To the students at Stephanie Alicea’s charter school in Concord, the 1960s were long ago.
To Alicea, though, the civil rights movement, in relative terms, remains a recent period in our history. That’s what she set out to teach the middle-school-aged kids at her charter school Friday.
Alicea was looking ahead, instilling knowledge and perspective in preparation for Monday’s holiday honoring Martin Luther King. And she was looking back, although not nearly far enough.
The Voting Rights Act and Civil Rights Act of 1965 and ‘68 secured the black vote in America, even though the United States Constitution had already guaranteed that right in 1870, under the 15th Amendment.
Alicea, who’s 44, was born in 1974. She used her fingers, counting the years from 1968 to her birth year.
“Six years before I was born,” Alicea told her students. “Six years; that’s not a lot of time, that’s not that long ago. Civil rights went on for a long time and it’s still going on. Sometimes equal treatment does not happen.”
She spoke at the recently-closed Bon-Ton department store at the Steeplegate Mall, in a cavernous space that now includes desks and iPads and learning, not sweaters and slacks and coats.
There, she runs her Capital City Charter School – an alternative to public middle schools based on service learning. She opened for business last year and now has about 30 students and a staff of five, including herself. She’s one of three teachers.
Like in all of New Hampshire, the school is predominately white.
Alicea describes herself as brown, not black, but her bottom line falls firmly under the African American heading, the one about discrimination and racism.
She’s felt it up close. Once upon a time, in Tennessee, her mother, Caroletta Alicea, drank from a water fountain for black people, never the one for white people. Her great auntie, though, dared to sip from the white water fountain and was jailed for her disobedience.
More recently, her son, Sam Alicea, who played football at Merrimack Valley High School, chose to kneel – à la quarterback Colin Kaepernick -during the National Anthem before a game in 2016, his way of protesting inequality in general and police brutality against African Americans specifically. His stance created animosity at the school and online, leading to bullying and, eventually, his transfer to the Tilton School.
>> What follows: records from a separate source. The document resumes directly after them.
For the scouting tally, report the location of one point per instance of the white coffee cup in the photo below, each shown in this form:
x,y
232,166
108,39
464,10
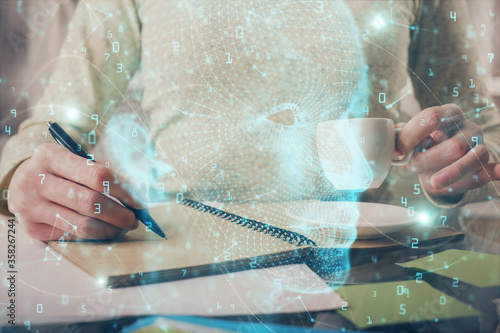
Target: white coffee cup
x,y
357,153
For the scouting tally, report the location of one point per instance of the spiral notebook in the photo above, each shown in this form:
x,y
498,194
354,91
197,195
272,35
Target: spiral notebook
x,y
202,240
215,238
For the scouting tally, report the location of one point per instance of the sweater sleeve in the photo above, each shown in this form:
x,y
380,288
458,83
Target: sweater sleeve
x,y
97,60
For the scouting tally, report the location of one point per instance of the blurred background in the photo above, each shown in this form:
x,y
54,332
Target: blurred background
x,y
32,32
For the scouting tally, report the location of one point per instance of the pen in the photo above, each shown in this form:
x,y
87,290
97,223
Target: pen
x,y
66,141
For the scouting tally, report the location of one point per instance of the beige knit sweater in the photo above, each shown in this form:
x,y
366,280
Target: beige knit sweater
x,y
233,89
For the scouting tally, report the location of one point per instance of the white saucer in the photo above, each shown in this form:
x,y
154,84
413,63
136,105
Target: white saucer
x,y
375,220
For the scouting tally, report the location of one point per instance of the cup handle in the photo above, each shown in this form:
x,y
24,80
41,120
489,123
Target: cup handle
x,y
407,157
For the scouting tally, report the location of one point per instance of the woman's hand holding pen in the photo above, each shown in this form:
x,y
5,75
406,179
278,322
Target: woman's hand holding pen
x,y
59,194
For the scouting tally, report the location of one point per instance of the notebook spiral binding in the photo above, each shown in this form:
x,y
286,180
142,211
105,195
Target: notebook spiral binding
x,y
282,234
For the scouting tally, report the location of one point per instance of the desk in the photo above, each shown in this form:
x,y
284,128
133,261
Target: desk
x,y
46,282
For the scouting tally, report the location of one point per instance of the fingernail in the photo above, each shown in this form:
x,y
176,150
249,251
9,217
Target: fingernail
x,y
440,180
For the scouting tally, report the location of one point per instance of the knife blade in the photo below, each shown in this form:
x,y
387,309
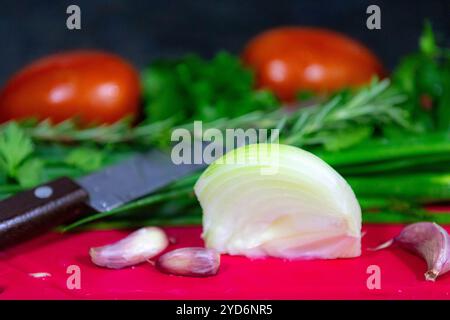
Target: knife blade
x,y
32,212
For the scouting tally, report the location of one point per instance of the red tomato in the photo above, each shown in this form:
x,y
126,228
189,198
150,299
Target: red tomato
x,y
94,86
290,59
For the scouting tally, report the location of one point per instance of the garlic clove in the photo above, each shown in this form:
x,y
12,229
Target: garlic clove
x,y
191,262
136,248
427,240
431,242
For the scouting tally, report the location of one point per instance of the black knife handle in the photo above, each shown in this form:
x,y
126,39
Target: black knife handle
x,y
37,210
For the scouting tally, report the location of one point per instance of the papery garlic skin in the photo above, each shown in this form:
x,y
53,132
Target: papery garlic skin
x,y
136,248
303,210
190,262
431,242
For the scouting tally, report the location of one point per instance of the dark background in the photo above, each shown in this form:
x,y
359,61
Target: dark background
x,y
142,30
Sam now attends Morehouse College in Atlanta. Reflecting on his decision to kneel, he told me by phone, “I do not regret anything at all. That has been one of the most impactful decisions I have made as a person. The reaction of other people did catch me off guard.”
That included the day someone shot a BB through the windshield of his grandmother’s car.
“I wasn’t quitting,” Sam said. “But that’s when I decided it was time to transfer – for the safety of my family.”
So it’s hardly surprising that Stephanie chose to highlight the work of King heading into the long weekend. She used images and videos on a big white wall, showing words, King’s words, like “I have a dream,” and “The function of education is to teach one to think intensively and to think critically. Intelligence plus character – that is the goal of true education.”
The video also showed quick, staccato-like scenes of children speaking their minds, saying things like “Equal opportunity should be available to all.”
Alicea pushed her students to expand their thoughts throughout the presentation, and although they were often timid, speaking with low, unsure voices, the kids nailed certain questions, causing their teacher to dance with joy.
“You don’t have to be good or say you are good for your race,” one girl said. “Don’t be the best black doctor. Be the best doctor.”
Which prompted Alicea to say, “I’m not the brown head of the school. I’m the head of the school. I just happen to be brown.”
She pointed to a boy with hazel eyes and blond hair and noted that those physical characteristics had nothing to do with his identity.
“Do I describe you with your hair color and eye color?” the teacher asked. “Cut me and I will bleed just like you do.”
She made sure her students realized that some schools have advantages over other schools as far as equipment and resources go, simply because of unequal funding.
She encouraged her students to use their iPads to research Brown v. Board of Education, the landmark Supreme Court decision that ruled school segregation was unconstitutional, and the Little Rock Nine, the group of African American students who enrolled in a formerly all-white high school in Arkansas.
“They walked into school in front of angry mobs,” Alicea told her class. “Think about the meanest bully and magnify that. These were not tomatoes they were throwing. These were rocks and their lives were in danger.”
“I read an article that said they had to have soldiers in the school,” a girl said.
“Yep,” Alicea responded. “The National Guard.”
Afterward, the teacher said, “It’s a hard topic to broach at this age. It’s an uncomfortable topic to broach.”
Students said they like that their school challenges them to think beyond the lesson.
“I like the fact that character should go along with education or it’s not right,” said Melana Mauze of Belmont, 14. “It’s good taking the time and getting people to think about what (African Americans) went through.”
Kameryn Roberge of Concord, also 14, came out of class viewing Monday as more than merely a day off from school.
“I like the thought that we are not identified by our eye color,” Roberge said. “Monday has a purpose. A long time ago, people who were black would not have a day off to honor them. Now they do.”